Her new traveling companions had expressly avoided the road, and they’d been climbing through hills and mountains and through forests for close to a week now. The supplies they’d packed had only lasted them a few days, but her companions had already planned for that. They were both used to this sort of hard travel.

Aya was not.

Jessay and Kriofft were strangers to her, at least they were a week ago. Now… however, she supposed they were friends.


“We need to get you out of here. Now!” The gruff-looking woman named Jessay had shouted at her.

Jessay was clothed in furs and roughspun linens made to withstand the rigors of travel. She was shorter than Aya, stocky in build, with chin-length brown hair that was tied back in a messy bun. Her brown eyes felt cold. Not in a sinister way, but Aya knew when she met them that Jessay’s eyes had seen things, things Aya could only imagine.

“But my mom…” Aya replied pathetically, she knew there was no chance.

“She’s gone.” The blonde-haired man with the woman had said his name was Kriofft. His voice was gentler, but no less firm.

He was considerably better dressed in leather armor with a traveler’s cloak and tailored felt garments fitted over the armor. His blue eyes were also sad, but they were warm as well and he offered her a smile.

“I know, it’s hard. But it’s going to get harder, and the longer we stay, the harder it will get. We need to go.” He said.

Aya chewed on her lip, “where?”


Talvale. Or, as it was better known, the Mountain City.

Aya knew of it, but not how to get there. It was on the western edge of the continent. Surrounded by the Fangtooth range, it had enough natural protection to remain its own city-state, outside of the authority of the Empire. It was supposedly an outlaw city, filled to the brim with criminals and other unsavory elements. Which, apparently, was what Aya was now.

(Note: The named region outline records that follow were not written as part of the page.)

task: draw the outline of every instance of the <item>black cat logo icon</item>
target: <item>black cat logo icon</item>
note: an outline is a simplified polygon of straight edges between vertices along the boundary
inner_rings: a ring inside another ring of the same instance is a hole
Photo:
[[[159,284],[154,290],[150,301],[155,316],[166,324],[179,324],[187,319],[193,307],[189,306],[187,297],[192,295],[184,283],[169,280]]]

Jessay and Kriofft surely looked the part of a couple of rogues. If it wasn’t for what Aya had found when she returned home that day, well… honestly, at first she blamed them. It wasn’t easy for them to gain her trust. That had taken a conversation with Thrum downstairs. He was the landlord for the little loft that Aya shared with her mother, and the owner of the grocers that was the primary purpose for the building.

As soon as he heard about what happened, Thrum, Aya called him Mer Vakson, had closed his shop. Meanwhile, her new companions explained why they were there for her–and more importantly, what happened to her mother.

Church investigators, Inquisitors, had shown up earlier that day. Mer Vakson recalled, because they had specifically interrogated him about his only tenants. While they had been intense and rude by her landlord’s recollection, they hadn’t seemed murderous. After that Jasay and Kriofft had arrived and were asking after Aya’s mother as well.

That had caught Mer Vakson’s attention. While Aya’s mother was a busy woman, she didn’t have many visitors and two groups of visitors who weren’t familiar with her was altogether unheard of. They hadn’t been there all of five minutes according to the shopkeep, before they had come back down and dragged him upstairs to see what was up there.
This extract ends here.